As with all other tools in the ipyrad.analysis
toolkit existing files
with the same name will not be overwritten unless you use the force=True
argument, and the work can be optionally parallelized by providing an
ipyparallel Client object as an argument (ipyclient=
; see
ipyrad docs for more details).
If the data are paired-end they will be automatically split into separate files
for R1 and R2. You can indicate the field you wish to use for file
names with the name_fields=
argument, or provide multiple fields to name
files with multiple values. For example, to name files by their ScientificName
+ Run ID separated by an underscore we would run the following, which will
print a progress bar while it runs:
>>> sra.run(name_fields=(30,1), name_separator="_")

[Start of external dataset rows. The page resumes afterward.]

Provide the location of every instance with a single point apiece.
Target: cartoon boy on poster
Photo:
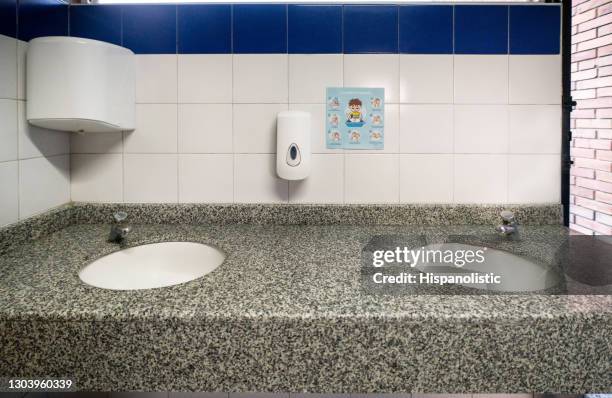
(354, 114)
(362, 109)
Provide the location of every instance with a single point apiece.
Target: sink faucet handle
(507, 216)
(120, 216)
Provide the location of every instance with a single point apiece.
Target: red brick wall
(591, 121)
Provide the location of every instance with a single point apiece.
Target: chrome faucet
(508, 225)
(120, 229)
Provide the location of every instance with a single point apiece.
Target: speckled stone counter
(287, 312)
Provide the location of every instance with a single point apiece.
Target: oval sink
(153, 265)
(517, 274)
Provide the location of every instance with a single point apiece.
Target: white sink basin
(153, 265)
(517, 274)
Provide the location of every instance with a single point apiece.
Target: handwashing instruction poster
(355, 118)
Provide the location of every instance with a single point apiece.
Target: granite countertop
(287, 312)
(270, 271)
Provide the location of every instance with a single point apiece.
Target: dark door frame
(567, 105)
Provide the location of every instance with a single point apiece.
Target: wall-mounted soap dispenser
(293, 145)
(80, 85)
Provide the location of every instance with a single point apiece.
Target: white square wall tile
(96, 177)
(205, 128)
(324, 184)
(255, 179)
(373, 70)
(480, 178)
(426, 178)
(391, 131)
(255, 127)
(96, 143)
(22, 49)
(535, 79)
(260, 78)
(426, 128)
(371, 178)
(205, 78)
(206, 178)
(8, 67)
(481, 128)
(156, 78)
(9, 194)
(36, 141)
(317, 126)
(481, 79)
(156, 129)
(44, 183)
(8, 130)
(534, 178)
(150, 178)
(535, 129)
(426, 79)
(310, 75)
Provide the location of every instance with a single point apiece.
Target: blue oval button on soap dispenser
(293, 145)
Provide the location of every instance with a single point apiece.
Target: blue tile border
(260, 28)
(98, 22)
(8, 18)
(149, 29)
(38, 18)
(481, 29)
(314, 29)
(416, 35)
(535, 30)
(204, 28)
(370, 29)
(190, 28)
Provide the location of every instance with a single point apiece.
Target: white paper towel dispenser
(293, 145)
(81, 85)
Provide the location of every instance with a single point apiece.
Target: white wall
(34, 162)
(459, 129)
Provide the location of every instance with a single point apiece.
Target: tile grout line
(233, 105)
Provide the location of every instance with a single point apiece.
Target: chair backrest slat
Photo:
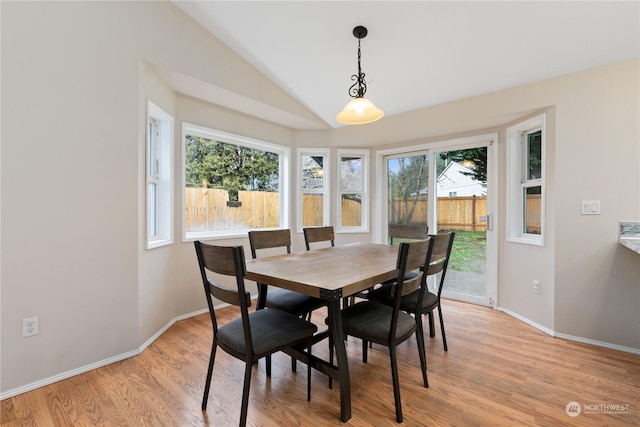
(225, 261)
(440, 255)
(408, 231)
(266, 239)
(318, 234)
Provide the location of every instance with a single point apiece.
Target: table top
(329, 273)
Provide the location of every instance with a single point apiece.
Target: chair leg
(421, 349)
(444, 337)
(432, 328)
(245, 394)
(268, 363)
(396, 382)
(330, 358)
(205, 396)
(309, 374)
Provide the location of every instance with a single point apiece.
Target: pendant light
(359, 110)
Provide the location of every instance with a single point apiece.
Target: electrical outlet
(29, 326)
(536, 286)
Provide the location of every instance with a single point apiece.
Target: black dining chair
(389, 325)
(399, 233)
(423, 301)
(253, 335)
(275, 298)
(318, 235)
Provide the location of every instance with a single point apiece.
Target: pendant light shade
(359, 110)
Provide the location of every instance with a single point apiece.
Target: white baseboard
(73, 372)
(570, 337)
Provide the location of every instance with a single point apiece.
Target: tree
(407, 178)
(230, 167)
(476, 155)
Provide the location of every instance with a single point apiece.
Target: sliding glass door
(449, 188)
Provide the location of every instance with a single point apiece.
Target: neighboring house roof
(453, 179)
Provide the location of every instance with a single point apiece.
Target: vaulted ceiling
(417, 53)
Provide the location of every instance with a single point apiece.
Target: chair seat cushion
(271, 330)
(408, 303)
(372, 321)
(407, 276)
(292, 302)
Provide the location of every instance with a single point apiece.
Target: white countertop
(632, 243)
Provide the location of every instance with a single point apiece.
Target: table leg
(335, 325)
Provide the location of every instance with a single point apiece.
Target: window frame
(325, 191)
(518, 180)
(158, 172)
(364, 192)
(248, 142)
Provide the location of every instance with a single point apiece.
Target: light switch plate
(590, 207)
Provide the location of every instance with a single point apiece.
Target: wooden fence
(454, 213)
(206, 209)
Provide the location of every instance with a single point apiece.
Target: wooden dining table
(332, 274)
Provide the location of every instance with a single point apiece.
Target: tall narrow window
(158, 177)
(232, 184)
(525, 201)
(313, 188)
(353, 203)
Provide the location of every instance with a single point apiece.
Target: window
(313, 188)
(525, 201)
(158, 177)
(353, 203)
(232, 184)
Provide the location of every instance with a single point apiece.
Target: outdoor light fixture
(359, 110)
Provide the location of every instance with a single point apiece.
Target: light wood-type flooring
(498, 372)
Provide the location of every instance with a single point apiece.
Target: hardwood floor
(498, 372)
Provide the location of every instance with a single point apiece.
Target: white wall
(75, 78)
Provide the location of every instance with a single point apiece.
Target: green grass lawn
(468, 253)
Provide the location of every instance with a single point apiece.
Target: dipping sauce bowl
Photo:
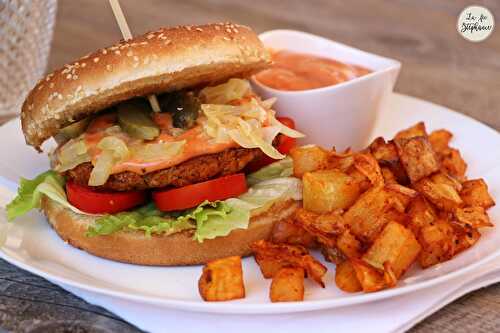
(341, 115)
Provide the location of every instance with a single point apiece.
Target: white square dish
(343, 114)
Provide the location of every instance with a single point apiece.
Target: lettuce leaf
(146, 218)
(209, 220)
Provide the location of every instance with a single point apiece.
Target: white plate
(32, 245)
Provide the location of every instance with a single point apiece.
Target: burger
(164, 155)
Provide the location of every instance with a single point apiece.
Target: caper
(184, 107)
(134, 118)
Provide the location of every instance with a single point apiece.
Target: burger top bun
(165, 60)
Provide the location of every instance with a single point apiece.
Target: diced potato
(288, 285)
(327, 190)
(453, 163)
(417, 157)
(370, 279)
(349, 245)
(345, 277)
(368, 166)
(403, 195)
(416, 130)
(341, 161)
(365, 217)
(395, 245)
(421, 214)
(438, 243)
(290, 232)
(472, 217)
(307, 159)
(333, 254)
(325, 227)
(441, 190)
(222, 280)
(466, 239)
(389, 177)
(440, 140)
(475, 193)
(276, 256)
(384, 152)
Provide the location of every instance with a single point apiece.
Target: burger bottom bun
(173, 250)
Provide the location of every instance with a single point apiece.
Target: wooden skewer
(124, 28)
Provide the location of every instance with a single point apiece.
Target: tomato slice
(90, 201)
(285, 144)
(192, 195)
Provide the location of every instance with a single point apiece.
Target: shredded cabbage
(224, 93)
(114, 150)
(155, 151)
(251, 123)
(71, 154)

[####################] 100% Downloading fastq files | 0:02:53 |
13 fastq files downloaded to /home/deren/rawdata
And you can see the files were written to the proper location and renamed as we wished.
>>> ls -lthr rawdata/
total 1.1G
-rw-rw-r-- 1 deren deren 42M Aug 28 19:10 29154_superba_SRR1754715.fastq.gz
-rw-rw-r-- 1 deren deren 51M Aug 28 19:10 39618_rex_SRR1754723.fastq.gz
-rw-rw-r-- 1 deren deren 61M Aug 28 19:10 33588_przewalskii_SRR1754727.fastq.gz
-rw-rw-r-- 1 deren deren 85M Aug 28 19:11 35855_rex_SRR1754726.fastq.gz
-rw-rw-r-- 1 deren deren 59M Aug 28 19:11 32082_przewalskii_SRR1754729.fastq.gz
-rw-rw-r-- 1 deren deren 41M Aug 28 19:11 33413_thamno_SRR1754728.fastq.gz
-rw-rw-r-- 1 deren deren 129M Aug 28 19:11 41478_cyathophylloides_SRR1754722.fastq.gz
-rw-rw-r-- 1 deren deren 101M Aug 28 19:12 40578_rex_SRR1754724.fastq.gz
-rw-rw-r-- 1 deren deren 80M Aug 28 19:12 30686_cyathophylla_SRR1754730.fastq.gz
-rw-rw-r-- 1 deren deren 86M Aug 28 19:12 30556_thamno_SRR1754720.fastq.gz
-rw-rw-r-- 1 deren deren 109M Aug 28 19:12 35236_rex_SRR1754731.fastq.gz
-rw-rw-r-- 1 deren deren 82M Aug 28 19:12 38362_rex_SRR1754725.fastq.gz
-rw-rw-r-- 1 deren deren 136M Aug 28 19:12 41954_cyathophylloides_SRR1754721.fastq.gz
Et voilà. A huge benefit of this approach is actually hidden under the hood,
which is that it automatically temporarily sets the location for the .sra
files to be downloaded to the “workdir” location, and we remove them right
after they are converted into .fastq files. Therefore you will never run
into problems with hidden sra files filling up your drive space, as is often
the case with sra-tools.
Another strength of this approach is that you can clearly see and show the full meta-data from which the files are being drawn, nicely displayed as a Pandas DataFrame. This is a great thing to stick right at the beginning of a reproducible science document, like a Jupyter-notebook, to show exactly where your data came from and how you renamed the files.